Biochem Dec. 8th
Introduction
- Overview of the session and the topic.
- A question-and-answer session will take place on Wednesday.
- Mention of possible weather conditions (snowstorm) affecting attendance.
- Encouragement to attend if possible or engage with online resources.
Sequencing Genomes
- Importance of Genome Sequencing
- The human genome and other organisms (e.g., mice) have been sequenced multiple times.
- Continuous efforts are made to sequence new genomes.
- Transgenic organisms (e.g., transgenic mice) require genome sequencing to identify genetic modifications.
Brief Overview of Genome Editing
- Genome Editing Concept
- Essential for introducing plasmids into organisms such as E. Coli to express proteins.
- In mammals, direct genome editing is required because plasmids cannot be used, e.g., modifying genes in mice or fish (e.g., Glofish).
- Examples of Genetically Edited Organisms
- Glofish: genetically modified fish that express colorful proteins.
- Mice: genetically modified to express obesity-related genes.
- CRISPR Technology
- A widely-used method for genome editing.
- CRISPR stands for Clustered Regularly Interspaced Short Palindromic Repeats.
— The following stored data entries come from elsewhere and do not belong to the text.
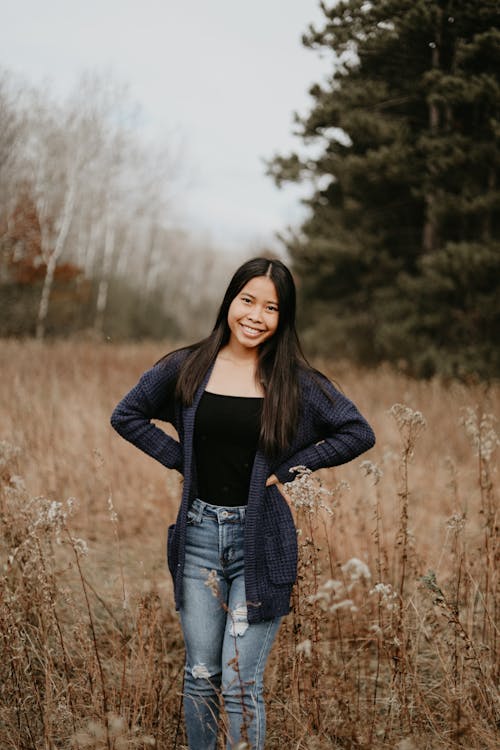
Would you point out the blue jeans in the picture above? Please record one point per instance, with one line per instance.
(225, 655)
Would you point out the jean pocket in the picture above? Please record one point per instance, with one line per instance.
(171, 549)
(193, 518)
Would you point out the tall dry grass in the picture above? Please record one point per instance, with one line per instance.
(393, 639)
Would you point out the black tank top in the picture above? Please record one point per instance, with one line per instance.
(226, 435)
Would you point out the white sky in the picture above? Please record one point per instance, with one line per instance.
(222, 77)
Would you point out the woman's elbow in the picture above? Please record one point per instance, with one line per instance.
(117, 419)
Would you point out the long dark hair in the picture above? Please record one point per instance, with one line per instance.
(279, 361)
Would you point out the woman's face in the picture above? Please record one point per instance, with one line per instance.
(253, 314)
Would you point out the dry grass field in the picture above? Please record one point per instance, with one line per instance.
(393, 641)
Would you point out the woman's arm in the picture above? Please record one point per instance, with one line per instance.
(151, 398)
(342, 433)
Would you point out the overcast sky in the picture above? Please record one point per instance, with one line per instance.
(219, 78)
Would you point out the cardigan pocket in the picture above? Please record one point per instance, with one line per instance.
(281, 558)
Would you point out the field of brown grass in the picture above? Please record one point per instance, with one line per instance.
(394, 637)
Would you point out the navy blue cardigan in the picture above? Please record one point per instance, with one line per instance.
(331, 431)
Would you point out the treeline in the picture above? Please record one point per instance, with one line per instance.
(399, 258)
(88, 232)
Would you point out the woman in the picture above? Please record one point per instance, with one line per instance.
(247, 408)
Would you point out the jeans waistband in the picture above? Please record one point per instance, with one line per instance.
(222, 513)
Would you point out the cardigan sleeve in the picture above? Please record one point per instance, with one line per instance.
(340, 433)
(151, 398)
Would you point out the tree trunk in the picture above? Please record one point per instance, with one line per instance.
(102, 292)
(52, 261)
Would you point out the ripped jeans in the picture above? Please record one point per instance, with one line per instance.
(225, 655)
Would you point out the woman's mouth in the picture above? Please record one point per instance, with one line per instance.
(249, 331)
- Emmanuelle Charpentier and Jennifer Doudna awarded the Nobel Prize in 2020 for CRISPR-Cas9 technology.
- Function of CRISPR
- Acts as an immune system for Akia and bacteria against viruses by incorporating viral DNA fragments into their genomes.
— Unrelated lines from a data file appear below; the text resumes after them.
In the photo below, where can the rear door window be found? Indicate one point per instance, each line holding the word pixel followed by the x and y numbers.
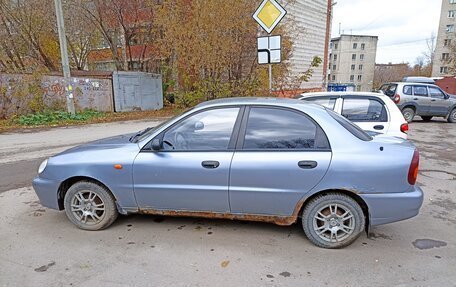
pixel 389 89
pixel 436 93
pixel 420 91
pixel 364 110
pixel 407 90
pixel 328 102
pixel 279 129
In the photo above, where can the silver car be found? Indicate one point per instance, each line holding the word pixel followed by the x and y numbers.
pixel 419 99
pixel 271 160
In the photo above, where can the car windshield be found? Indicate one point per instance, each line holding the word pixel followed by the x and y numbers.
pixel 349 126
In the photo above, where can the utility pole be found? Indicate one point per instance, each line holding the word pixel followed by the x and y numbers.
pixel 64 56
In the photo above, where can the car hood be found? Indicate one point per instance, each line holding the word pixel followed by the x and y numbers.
pixel 102 144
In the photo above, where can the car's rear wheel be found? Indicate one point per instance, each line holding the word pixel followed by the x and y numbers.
pixel 409 114
pixel 333 220
pixel 90 206
pixel 426 118
pixel 452 116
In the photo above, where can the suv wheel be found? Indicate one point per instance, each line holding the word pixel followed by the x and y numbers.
pixel 452 116
pixel 409 114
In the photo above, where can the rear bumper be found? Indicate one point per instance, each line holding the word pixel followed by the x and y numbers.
pixel 391 207
pixel 47 190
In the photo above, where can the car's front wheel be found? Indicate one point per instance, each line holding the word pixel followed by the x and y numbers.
pixel 90 206
pixel 409 114
pixel 333 220
pixel 452 116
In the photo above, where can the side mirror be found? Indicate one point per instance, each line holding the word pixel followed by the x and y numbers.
pixel 157 144
pixel 199 126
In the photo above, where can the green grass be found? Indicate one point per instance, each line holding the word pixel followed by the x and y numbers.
pixel 57 117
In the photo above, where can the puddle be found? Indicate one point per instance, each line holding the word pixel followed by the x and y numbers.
pixel 423 244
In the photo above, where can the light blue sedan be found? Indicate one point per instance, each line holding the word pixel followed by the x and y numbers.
pixel 257 159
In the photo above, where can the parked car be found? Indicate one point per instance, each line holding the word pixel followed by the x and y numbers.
pixel 373 112
pixel 270 160
pixel 418 99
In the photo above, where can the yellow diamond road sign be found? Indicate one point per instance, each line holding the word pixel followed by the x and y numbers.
pixel 269 14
- Provides a defense mechanism to recognize and cut viral DNA upon re-infection.
- Cas9 protein recognizes viral DNA by base pairing and functions as an endonuclease to cut precise DNA sequences.
- Application in Genome Editing
- Guide RNA directs Cas9 protein to specific gene sequences to be modified in laboratory organisms.
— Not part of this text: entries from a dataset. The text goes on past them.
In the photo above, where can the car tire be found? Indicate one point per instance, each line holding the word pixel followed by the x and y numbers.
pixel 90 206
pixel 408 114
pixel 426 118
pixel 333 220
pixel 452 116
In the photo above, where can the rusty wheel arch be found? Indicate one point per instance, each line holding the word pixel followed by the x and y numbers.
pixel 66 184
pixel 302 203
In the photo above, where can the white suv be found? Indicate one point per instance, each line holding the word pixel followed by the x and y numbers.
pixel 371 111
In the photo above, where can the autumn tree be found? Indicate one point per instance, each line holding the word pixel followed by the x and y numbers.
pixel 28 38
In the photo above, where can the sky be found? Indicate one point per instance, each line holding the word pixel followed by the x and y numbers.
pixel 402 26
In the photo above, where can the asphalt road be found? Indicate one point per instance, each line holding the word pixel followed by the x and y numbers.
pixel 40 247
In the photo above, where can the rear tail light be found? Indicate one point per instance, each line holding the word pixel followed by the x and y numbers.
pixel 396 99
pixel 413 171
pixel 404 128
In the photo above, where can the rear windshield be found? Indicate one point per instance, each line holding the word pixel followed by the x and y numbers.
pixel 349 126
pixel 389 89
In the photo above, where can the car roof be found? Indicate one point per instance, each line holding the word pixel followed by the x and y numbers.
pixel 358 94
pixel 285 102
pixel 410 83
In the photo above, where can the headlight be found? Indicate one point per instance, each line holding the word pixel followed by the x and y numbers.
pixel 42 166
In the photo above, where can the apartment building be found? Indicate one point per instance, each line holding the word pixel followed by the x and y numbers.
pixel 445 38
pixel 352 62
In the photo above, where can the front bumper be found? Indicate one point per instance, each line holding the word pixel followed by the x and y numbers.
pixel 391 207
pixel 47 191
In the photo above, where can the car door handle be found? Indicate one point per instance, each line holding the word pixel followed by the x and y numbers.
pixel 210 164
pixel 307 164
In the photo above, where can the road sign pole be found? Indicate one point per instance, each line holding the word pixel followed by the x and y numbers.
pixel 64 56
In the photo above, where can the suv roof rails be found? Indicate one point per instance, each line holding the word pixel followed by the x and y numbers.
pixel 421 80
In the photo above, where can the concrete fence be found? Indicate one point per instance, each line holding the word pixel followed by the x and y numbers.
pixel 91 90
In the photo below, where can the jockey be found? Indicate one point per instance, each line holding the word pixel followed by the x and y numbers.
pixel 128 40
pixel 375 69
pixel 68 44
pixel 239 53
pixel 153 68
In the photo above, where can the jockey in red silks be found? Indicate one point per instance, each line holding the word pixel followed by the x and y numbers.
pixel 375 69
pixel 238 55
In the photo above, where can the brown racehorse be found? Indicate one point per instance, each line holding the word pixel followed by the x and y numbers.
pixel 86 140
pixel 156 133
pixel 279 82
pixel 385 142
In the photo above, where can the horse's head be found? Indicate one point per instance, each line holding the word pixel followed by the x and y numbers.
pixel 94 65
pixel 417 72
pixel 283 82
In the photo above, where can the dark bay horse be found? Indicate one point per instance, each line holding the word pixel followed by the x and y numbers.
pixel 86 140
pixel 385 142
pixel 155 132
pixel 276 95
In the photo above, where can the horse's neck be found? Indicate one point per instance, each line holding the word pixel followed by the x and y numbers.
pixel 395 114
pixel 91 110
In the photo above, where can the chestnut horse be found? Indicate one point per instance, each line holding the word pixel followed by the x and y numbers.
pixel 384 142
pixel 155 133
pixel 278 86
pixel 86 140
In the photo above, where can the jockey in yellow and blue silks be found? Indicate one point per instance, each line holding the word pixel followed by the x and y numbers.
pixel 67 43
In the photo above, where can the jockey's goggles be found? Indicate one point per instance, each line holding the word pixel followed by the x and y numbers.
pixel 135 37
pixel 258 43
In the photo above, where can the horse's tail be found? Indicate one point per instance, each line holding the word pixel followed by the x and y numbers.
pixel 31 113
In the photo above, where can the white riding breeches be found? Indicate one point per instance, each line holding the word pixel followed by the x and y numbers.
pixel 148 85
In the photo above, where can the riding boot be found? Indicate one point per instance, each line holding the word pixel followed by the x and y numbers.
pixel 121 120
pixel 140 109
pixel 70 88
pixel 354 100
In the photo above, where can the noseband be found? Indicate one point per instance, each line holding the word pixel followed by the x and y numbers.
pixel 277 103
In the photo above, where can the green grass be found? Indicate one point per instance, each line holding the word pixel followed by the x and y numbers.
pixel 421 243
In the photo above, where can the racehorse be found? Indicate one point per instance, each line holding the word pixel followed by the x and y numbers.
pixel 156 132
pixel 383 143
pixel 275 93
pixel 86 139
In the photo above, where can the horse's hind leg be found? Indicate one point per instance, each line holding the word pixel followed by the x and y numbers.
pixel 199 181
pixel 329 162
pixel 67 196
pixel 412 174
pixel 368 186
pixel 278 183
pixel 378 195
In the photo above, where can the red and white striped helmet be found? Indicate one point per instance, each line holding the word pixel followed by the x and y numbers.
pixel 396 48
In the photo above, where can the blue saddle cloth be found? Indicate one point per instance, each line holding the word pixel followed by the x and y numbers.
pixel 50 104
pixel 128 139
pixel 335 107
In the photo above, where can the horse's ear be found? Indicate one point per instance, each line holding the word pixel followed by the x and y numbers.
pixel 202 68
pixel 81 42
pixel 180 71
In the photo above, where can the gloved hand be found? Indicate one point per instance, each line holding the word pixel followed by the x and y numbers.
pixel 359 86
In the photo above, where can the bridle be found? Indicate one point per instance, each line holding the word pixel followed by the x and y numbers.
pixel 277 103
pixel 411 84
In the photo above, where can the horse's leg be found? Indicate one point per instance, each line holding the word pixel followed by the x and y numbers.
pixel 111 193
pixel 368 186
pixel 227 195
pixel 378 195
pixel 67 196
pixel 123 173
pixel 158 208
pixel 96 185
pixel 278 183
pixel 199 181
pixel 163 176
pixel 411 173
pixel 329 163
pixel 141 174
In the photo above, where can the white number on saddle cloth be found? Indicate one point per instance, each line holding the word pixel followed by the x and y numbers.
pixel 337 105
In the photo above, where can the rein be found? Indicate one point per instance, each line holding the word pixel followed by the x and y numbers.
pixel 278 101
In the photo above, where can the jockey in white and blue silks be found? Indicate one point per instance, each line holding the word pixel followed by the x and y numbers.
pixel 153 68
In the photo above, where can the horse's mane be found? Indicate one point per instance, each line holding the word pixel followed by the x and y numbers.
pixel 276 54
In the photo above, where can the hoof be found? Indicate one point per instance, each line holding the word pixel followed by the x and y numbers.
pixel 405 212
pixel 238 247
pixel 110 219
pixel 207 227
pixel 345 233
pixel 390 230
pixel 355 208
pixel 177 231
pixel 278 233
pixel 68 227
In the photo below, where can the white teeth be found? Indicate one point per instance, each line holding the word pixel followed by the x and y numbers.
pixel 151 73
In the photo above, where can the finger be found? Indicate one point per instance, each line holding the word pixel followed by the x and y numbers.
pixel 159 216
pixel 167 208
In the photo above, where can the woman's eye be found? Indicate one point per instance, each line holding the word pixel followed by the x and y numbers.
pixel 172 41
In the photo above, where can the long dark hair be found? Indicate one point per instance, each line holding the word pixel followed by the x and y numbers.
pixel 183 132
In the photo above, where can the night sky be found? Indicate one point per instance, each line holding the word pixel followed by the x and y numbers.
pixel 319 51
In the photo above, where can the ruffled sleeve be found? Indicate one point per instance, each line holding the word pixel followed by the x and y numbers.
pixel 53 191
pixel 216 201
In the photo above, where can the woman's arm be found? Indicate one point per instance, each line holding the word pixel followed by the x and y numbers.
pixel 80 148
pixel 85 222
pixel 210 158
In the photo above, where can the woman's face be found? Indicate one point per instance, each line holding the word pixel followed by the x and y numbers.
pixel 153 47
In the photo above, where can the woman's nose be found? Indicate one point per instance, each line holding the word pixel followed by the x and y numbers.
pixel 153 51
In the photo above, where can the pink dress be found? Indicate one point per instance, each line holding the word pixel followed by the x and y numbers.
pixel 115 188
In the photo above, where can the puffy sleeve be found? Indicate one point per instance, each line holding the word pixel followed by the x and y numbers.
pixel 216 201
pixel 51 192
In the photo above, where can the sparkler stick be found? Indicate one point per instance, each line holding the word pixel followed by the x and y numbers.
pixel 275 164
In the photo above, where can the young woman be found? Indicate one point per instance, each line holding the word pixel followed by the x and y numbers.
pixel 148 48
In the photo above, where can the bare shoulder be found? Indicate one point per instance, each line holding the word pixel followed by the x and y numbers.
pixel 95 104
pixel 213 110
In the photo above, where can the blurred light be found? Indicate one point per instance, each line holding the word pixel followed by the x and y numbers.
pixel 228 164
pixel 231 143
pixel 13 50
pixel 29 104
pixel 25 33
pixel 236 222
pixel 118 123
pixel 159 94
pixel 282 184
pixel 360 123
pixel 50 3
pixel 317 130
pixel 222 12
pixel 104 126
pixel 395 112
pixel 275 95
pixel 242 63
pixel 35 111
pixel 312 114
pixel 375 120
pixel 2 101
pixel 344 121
- Example: Editing the FOXP2 gene in mice to observe its effects on voice phenotypes.
Genome Sequencing Techniques
- Traditional Sequencing
- Regular sequencing reads typically range from 500-1000 base pairs.
- Example of a sequenced organism: Camphylobacter jejuni (1995), first self-replicating free-living organism sequenced, with a genome size of 1,800,000 base pairs.
- Challenges in Sequencing
- Traditional method requires generating new primers after sequencing each section, leading to lengthy processes (3600 weeks in example).
- Shotgun Sequencing
- A more efficient method that sequences random fragments of DNA.
- Steps include:
- Isolating and fragmenting the bacterial genome.
- Analyzing fragments approximately 1.6 - 2 kb in size.
- Ligating fragments to plasmids for E. coli transformations.
- Sequencing using primers binding to plasmids rather than directly to genomic DNA.
- Alignment Procedure
- Overlapping sequences from various fragments help in assembling the entire genome sequence.
- Continuous sequences (contigs) formed from overlapping reads.
Next Generation Sequencing (NGS)
- Overview of Illumina Sequencing
- Emerged in 2006, revolutionizing speed and cost of sequencing.
- Enables millions of reads in parallel, with lower costs than previous methods.
- Reduced sequence reads to approximately 15-20 bases long.
- Illumina Sequencing Process
- DNA fragmentation remains similar but with shorter fragments (around 50 bases).
- DNA fragments are linked to a glass plate using adapters, amplifying the signal.
- Sequential addition of fluorescently labeled nucleotides, with imaging after each cycle to determine the sequence based on emitted signals.
Annotation of Genomic Sequences
- Moving from Sequence to Function
- Identification of relevant features including open reading frames (ORFs) for proteins, tRNA genes, promoter sequences, and regulatory elements.
- Finding Open Reading Frames
- Analysis must be done in six frames (three on each DNA strand) due to the triplet nature of codons.
- Searching for methionine (start codon) and ensuring sequences are sufficiently long (at least 30 amino acids).
- Identification of codon bias for various organisms influencing their preferred codons for specific amino acids.
- Basic Local Alignment Search Tool (BLAST)
- Used to determine if protein sequences are found in other organisms.
- Outputs alignments comparing the query sequence to known sequences with corresponding similarity metrics.
- Identify conserved amino acids, indicating functional relevance across species.
Conclusion
- After identifying protein-coding potential, laboratory verification includes checking for mRNA expression and protein confirmation using techniques such as mass spectrometry.
- Encouragement for thorough preparation ahead of exams regarding genome sequencing and related concepts.